Mortgage Bonfire–Is it Wise?
Filed under: Estate Planning
Dear Mr. Miller: That’s how I have started this column since I first started writing it in the early 80’s. But this is a situation that I have for myself. We just paid off our mortgage. My wife wants to have a mortgage bonfire and several of my bank’s employees have joined with her in that opinion. In the deep dark recesses of my mind I seem to recall my in-laws burning theirs in the kitchen sink. I’m guessing I was a lawyer by then and was quite adamant about not burning the original but, rather, a copy. I’m not sure which they did. But now that it is my turn, the question becomes, what should my wife and I do.
Payoff Documents
Title Insurance
Satisfaction of Mortgage
Pay off Costs
Payoff Documents: First, we should get the mortgage (called a Deed of Trust in California) and the promissory note back marked “Paid in full.” We should also get a satisfaction of mortgage document (called a Reconveyance Deed in California). More on that 3rd document later.

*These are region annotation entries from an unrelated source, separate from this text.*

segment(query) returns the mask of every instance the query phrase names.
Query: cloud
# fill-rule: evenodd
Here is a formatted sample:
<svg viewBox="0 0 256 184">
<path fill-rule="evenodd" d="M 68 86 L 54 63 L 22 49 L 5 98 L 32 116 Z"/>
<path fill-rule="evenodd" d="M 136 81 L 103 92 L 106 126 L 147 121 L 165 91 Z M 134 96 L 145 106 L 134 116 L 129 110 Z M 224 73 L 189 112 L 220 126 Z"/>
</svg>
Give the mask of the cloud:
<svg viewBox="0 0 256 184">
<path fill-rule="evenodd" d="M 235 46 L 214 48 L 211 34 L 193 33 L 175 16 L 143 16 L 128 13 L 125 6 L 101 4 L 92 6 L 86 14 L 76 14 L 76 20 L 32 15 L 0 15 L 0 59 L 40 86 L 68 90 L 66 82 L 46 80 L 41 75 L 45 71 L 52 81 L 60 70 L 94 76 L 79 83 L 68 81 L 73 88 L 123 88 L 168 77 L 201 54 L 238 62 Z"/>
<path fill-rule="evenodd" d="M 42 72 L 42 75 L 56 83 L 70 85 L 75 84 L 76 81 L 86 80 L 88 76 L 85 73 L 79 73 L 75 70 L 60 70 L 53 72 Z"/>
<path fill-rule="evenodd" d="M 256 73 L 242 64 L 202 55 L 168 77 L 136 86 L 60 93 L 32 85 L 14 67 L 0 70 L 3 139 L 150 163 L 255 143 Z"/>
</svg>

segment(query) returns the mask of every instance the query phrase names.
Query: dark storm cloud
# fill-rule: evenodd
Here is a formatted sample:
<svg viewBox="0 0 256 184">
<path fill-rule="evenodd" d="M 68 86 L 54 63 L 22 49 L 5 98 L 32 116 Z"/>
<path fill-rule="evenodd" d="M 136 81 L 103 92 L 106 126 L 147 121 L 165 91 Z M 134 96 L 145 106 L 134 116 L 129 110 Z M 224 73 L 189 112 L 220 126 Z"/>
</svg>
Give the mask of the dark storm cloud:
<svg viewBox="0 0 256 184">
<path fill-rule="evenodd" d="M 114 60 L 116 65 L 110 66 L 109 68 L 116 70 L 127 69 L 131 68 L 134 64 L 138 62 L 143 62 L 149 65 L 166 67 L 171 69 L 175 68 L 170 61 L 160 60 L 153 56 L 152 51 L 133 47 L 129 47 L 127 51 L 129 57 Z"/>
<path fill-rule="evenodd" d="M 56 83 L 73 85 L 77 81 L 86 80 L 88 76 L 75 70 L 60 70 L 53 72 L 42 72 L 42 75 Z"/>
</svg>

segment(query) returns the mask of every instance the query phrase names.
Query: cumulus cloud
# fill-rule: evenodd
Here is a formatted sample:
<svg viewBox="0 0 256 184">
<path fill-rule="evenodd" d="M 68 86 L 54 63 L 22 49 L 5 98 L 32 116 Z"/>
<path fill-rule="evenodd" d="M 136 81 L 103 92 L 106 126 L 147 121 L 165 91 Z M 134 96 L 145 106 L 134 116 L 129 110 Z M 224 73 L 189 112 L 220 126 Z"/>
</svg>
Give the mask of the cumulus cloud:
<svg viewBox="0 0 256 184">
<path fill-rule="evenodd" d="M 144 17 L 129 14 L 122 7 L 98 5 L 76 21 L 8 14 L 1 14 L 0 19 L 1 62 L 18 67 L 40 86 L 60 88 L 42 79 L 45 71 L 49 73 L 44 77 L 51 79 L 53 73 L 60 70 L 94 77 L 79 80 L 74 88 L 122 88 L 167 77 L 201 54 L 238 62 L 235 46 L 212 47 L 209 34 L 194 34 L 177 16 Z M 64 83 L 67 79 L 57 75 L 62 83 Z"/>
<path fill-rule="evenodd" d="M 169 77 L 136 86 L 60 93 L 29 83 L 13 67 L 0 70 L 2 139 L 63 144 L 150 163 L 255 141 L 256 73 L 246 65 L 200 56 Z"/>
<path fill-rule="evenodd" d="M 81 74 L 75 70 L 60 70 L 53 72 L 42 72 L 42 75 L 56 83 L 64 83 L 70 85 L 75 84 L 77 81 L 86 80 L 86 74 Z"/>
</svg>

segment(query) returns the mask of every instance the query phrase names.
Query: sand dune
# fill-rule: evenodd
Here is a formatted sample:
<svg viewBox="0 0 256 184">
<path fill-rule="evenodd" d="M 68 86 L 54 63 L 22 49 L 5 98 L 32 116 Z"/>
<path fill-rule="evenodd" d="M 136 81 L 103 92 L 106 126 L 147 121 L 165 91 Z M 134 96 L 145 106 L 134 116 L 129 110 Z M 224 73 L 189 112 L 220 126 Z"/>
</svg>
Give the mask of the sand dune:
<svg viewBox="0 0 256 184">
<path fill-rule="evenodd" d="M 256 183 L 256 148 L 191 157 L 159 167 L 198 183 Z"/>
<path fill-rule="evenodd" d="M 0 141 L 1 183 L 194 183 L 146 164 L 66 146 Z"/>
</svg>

Title Insurance: When we go to sell the house, the buyer will want title insurance showing a “clean” title (what we call “marketable title”). And no title insurance company is going to show a clean title if there is a question as to whether that mortgage had been paid off. The Paid in full endorsed mortgage and promissory note is pretty good evidence but still leaves the title insurance company wondering. And when they wonder, they don’t insure. So no sale to the buyer and no money in my pocket.
Satisfaction of Mortgage: That’s what the 3rd document (the satisfaction document) is for. The title company looks at the county records almost exclusively. So if the bank is going to send me that satisfaction document I need to make very sure I don’t burn it but, rather, get it recorded. Then I can burn it, but I’ll probably, just to be very safe, take a copy of it for my records, place the original with my other originals in a fire resistance facility (safe deposit box, fire resistant file cabinet, etc.) and burn a second copy. Probably I’ll do the same for the mortgage and promissory note now marked “Paid in full.”

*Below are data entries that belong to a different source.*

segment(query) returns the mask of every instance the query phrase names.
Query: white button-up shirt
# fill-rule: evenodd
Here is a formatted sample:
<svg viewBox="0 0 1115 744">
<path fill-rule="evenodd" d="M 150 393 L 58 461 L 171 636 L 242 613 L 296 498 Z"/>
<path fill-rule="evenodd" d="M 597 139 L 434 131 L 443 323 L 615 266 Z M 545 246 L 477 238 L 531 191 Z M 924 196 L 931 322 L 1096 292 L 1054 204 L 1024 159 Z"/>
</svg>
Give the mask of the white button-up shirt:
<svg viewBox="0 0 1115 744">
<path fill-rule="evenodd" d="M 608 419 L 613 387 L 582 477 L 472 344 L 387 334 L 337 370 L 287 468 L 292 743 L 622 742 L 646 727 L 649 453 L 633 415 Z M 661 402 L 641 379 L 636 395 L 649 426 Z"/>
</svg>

Pay off Costs: Just so you know, getting the necessary documents to show all is paid off and getting the appropriate document recorded is not free. In my case it’s costing about $200. Approximately $180 of that is for “recording.” I know what recording fees cost as our office records documents frequently in San Diego. The $180 is probably about $100 higher than it could be. There is a $75 recorder fee for documents relating to a non-owner occupied residence, ours is owner occupied. But trying to work that out with a big bank that is handling 100’s if not 1000’s of pay off’s a day is never going to happen–I tried! The other $20 to $30 or so is taken up by the third party they are probably using to handle the recording. Interestingly when I called the bank to discuss the fee, the gentleman I spoke with had no depth of understanding as to what really happens; he just said the $180 is for “recording” relayed directly from the recorder. (To my knowledge, unless you appear in person at the recorder’s office, the recorder only tells you the appropriate fee when you screw up and send the incorrect fee. So what this gentleman said is clearly inaccurate.)
Bottom line, a symbolic burning is probably the way to go.